Asynchronous I/O, same unit, multi-thread, different ID

jimdempseyatthecove · ‎03-05-2022

I am experimenting with Asynchronous I/O and am having some issues. This may be a misunderstanding on my part.

Some experiments work and some do not.

Using a single thread managing a file (on single unit) works fine.

The issue comes in when using multiple threads to a single file (same unit).

Configurations:

write, shared ID, not enclosed in critical section

single wait (some time) after all threads issues a write

write, private ID, not enclosed in critical section

wait per thread on private ID (some time) after each thread issues a write

write, shared ID, enclosed in critical section

single wait (some time) after all threads issues a write

write, private ID, enclosed in critical section

wait per thread on private ID (some time) after each thread issues a write

Note, only one I/O pending per private ID.

With shared ID, it is presumed there is a count of pending I/O requests.

Am I misunderstanding in that one should be able to have multiple I/O's pending to the same unit?

Jim Dempsey

Steve_Lionel · ‎03-05-2022

I'm not understanding what "doesn't work" and how it doesn't do what you expect.
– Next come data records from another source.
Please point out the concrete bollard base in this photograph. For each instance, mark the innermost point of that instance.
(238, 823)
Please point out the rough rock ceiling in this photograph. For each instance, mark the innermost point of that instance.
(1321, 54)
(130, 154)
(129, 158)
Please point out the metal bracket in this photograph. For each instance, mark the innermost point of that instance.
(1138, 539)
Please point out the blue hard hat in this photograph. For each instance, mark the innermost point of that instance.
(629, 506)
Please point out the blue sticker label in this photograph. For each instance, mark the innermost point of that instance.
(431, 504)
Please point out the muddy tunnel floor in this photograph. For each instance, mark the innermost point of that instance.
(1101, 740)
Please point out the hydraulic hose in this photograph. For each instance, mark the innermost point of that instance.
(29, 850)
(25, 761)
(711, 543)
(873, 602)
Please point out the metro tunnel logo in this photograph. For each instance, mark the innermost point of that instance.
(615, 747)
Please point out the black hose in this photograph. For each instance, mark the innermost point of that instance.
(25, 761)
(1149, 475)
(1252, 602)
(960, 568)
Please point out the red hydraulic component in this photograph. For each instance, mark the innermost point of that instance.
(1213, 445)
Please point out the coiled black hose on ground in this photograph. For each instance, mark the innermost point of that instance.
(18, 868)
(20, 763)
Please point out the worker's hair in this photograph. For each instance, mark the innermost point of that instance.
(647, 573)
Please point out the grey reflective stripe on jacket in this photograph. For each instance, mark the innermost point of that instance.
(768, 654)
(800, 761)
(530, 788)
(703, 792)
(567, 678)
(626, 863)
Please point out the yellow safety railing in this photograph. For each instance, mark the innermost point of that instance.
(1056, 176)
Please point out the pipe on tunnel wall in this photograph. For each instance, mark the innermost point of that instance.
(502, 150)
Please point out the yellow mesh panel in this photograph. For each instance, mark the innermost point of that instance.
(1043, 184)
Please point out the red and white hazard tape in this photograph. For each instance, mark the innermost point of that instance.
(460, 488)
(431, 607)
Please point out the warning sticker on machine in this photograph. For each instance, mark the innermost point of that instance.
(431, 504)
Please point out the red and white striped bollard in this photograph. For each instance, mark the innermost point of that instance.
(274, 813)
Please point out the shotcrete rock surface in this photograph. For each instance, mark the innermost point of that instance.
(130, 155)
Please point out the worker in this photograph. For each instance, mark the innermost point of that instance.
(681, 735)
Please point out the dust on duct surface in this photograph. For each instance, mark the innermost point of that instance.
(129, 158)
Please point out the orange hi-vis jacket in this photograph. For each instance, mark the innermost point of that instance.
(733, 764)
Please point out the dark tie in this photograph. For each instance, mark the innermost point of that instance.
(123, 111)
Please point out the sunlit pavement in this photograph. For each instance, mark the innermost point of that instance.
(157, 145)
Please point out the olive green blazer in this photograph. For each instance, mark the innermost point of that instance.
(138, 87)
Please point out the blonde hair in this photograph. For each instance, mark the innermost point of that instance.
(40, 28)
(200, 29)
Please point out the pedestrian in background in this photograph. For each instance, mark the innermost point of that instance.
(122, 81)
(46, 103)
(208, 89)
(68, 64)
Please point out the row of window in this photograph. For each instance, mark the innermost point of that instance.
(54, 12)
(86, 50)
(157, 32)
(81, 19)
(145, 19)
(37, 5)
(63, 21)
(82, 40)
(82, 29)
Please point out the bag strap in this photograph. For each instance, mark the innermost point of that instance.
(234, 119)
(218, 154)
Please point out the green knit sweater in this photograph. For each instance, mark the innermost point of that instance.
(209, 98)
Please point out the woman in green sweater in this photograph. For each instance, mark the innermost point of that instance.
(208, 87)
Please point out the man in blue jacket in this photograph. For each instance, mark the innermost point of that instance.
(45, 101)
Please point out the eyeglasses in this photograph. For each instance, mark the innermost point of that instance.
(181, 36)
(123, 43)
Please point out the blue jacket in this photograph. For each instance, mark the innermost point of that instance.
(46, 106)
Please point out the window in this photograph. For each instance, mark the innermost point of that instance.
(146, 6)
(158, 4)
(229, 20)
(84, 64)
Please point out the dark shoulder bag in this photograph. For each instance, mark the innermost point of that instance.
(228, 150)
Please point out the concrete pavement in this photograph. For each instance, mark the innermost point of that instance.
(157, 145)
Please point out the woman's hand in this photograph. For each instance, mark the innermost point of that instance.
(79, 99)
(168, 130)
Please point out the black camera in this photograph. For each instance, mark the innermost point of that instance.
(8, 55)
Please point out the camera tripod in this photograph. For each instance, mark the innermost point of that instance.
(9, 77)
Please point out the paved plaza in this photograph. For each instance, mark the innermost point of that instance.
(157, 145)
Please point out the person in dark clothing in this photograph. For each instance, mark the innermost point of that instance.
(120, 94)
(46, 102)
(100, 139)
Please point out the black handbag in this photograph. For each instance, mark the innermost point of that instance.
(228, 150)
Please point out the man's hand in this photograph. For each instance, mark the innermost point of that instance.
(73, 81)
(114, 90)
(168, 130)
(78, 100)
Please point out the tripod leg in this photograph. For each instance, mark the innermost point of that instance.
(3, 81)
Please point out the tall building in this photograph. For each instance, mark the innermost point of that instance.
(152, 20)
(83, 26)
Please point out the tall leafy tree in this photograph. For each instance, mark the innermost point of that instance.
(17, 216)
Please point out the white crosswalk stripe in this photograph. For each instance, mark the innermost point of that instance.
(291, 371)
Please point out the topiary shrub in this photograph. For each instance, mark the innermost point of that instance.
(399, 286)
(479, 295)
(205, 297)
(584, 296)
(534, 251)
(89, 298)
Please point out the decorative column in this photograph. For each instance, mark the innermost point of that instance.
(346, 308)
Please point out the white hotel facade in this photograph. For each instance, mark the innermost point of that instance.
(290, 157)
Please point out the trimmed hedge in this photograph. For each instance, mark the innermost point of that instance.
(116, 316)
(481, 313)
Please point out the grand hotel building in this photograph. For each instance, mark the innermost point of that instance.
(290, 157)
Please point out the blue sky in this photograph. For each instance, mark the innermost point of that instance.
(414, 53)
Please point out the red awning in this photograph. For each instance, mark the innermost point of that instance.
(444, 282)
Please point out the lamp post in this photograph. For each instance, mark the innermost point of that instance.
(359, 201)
Certainly, it's possible to have multiple operations in flight for a single unit, but there's no requirement in the standard that this happens (it would be conforming for subsequent operations to wait for the previous to complete.) I'd be a bit more nervous about sharing IDs across threads, though I'd think this risks doing operations out of order.

jimdempseyatthecove · ‎03-05-2022

I would expect the ID to act as an enqueue counter and the wait to wait until counter expires.

In this manner a single ID can handle multiple enqueues (by one thread or any number of threads).

As well as multiple ID's handle single or multiple enqueues (by one thread or any number of threads).

As well as asynchronous I/O without ID to handle multiple enqueues (by one thread or any number of threads).

And the wait with and without ID to act upon the pending I/O's issued without ID

And the wait with and with ID on the pending I/O to designated ID.

At least that is how I would expect (and how I've programmed this in many of runtime systems and operating systems).

The concept of asynchronous I/O is to permit it to be, well, asynchronous... eh.

enqueue, work, enqueue, work, enqueue, work, wait

as opposed to

enqueue, work, wait, enqueue, work, wait, enqueue, work, wait

(enqueue could be read or write)

Jim Dempsey

MWind2 · ‎03-05-2022

If I understand what you are doing, in Windows clr cpp and cpp I used locking a range in a file with IO exception error handling get multiple threads and processes to write to a file. The spinwait was something else, maybe shared memory.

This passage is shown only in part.